The European Commission has unveiled plans for an industrial strategy based on hydrogen production that include a “Clean Hydrogen Alliance” across the bloc.
“The alliance will build on existing work to identify technology needs, investment opportunities and regulatory barriers and enablers,” the European Union’s executive branch stated.
The initiative aims to promote the homegrown production of clean gases as the EU looks to become climate-neutral by 2050.
There are hopes that companies such as Air Liquide of France and Bosch of Germany will become involved.
The hydrogen alliance is intended to be modelled on the European Battery Alliance, which includes more than 200 firms, national governments and research bodies focussing on battery technology.
The initiative received €3.2 billion of state aid in December.
Hydrogen presents an alternative means to store surplus renewable energy.
European single-market commissioner Thierry Breton said hydrogen was potentially a crucial energy source for aviation and transport that emit large quantities of carbon each year.
Breton said hydrogen would become “strategically important for energy independence and the future of Europe”.
“Our job is to establish a vision,” the French commissioner said. “We need to provide a strategy because we need to give visibility for investment long term.
“Managing the green and digital transitions and avoiding external dependencies in a new geopolitical context requires radical change – and it needs to start now.”
The alliance plans to begin operations later this year, according to a Brussels representative.
Hydrogen is seen as a possible means to cut emissions from polluting industries producing steel, cement and chemicals.
Hydrogen can produce the temperatures above 1,000°C needed in industries like cement manufacture, steelmaking and oil refining.
More than two-thirds of the 70 million tonnes of hydrogen produced annually comes from natural gas.
The process creates approximately 830 million tonnes of carbon pollution annually, more than the combined emissions of the UK and Indonesia, the International Energy Agency reported.

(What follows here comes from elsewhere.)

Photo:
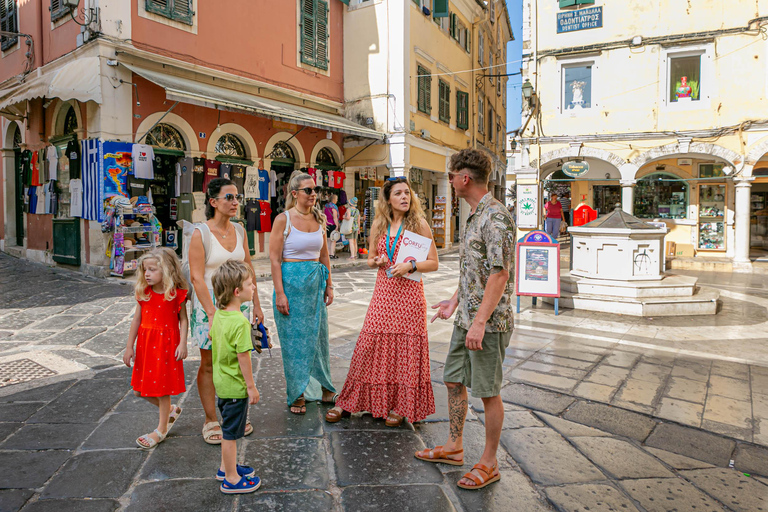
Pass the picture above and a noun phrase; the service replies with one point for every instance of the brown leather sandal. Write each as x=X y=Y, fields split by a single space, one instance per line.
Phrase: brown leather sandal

Germany in February released a draft hydrogen strategy covering transport and storage with more details due to be released on March 18.
The CEO of the WindEurope lobby group, Giles Dickson, said: “It is good the commission has acknowledged the strategic role of renewables for the EU economy.
“Now is the time to take concrete measures. If the European Green Deal is to deliver climate neutrality by 2050, the EU needs to accelerate the deployment of wind energy.
“The commission sees wind being half of Europe’s electricity by 2050. And it’ll be a big part of the renewable hydrogen the EU wants more of.”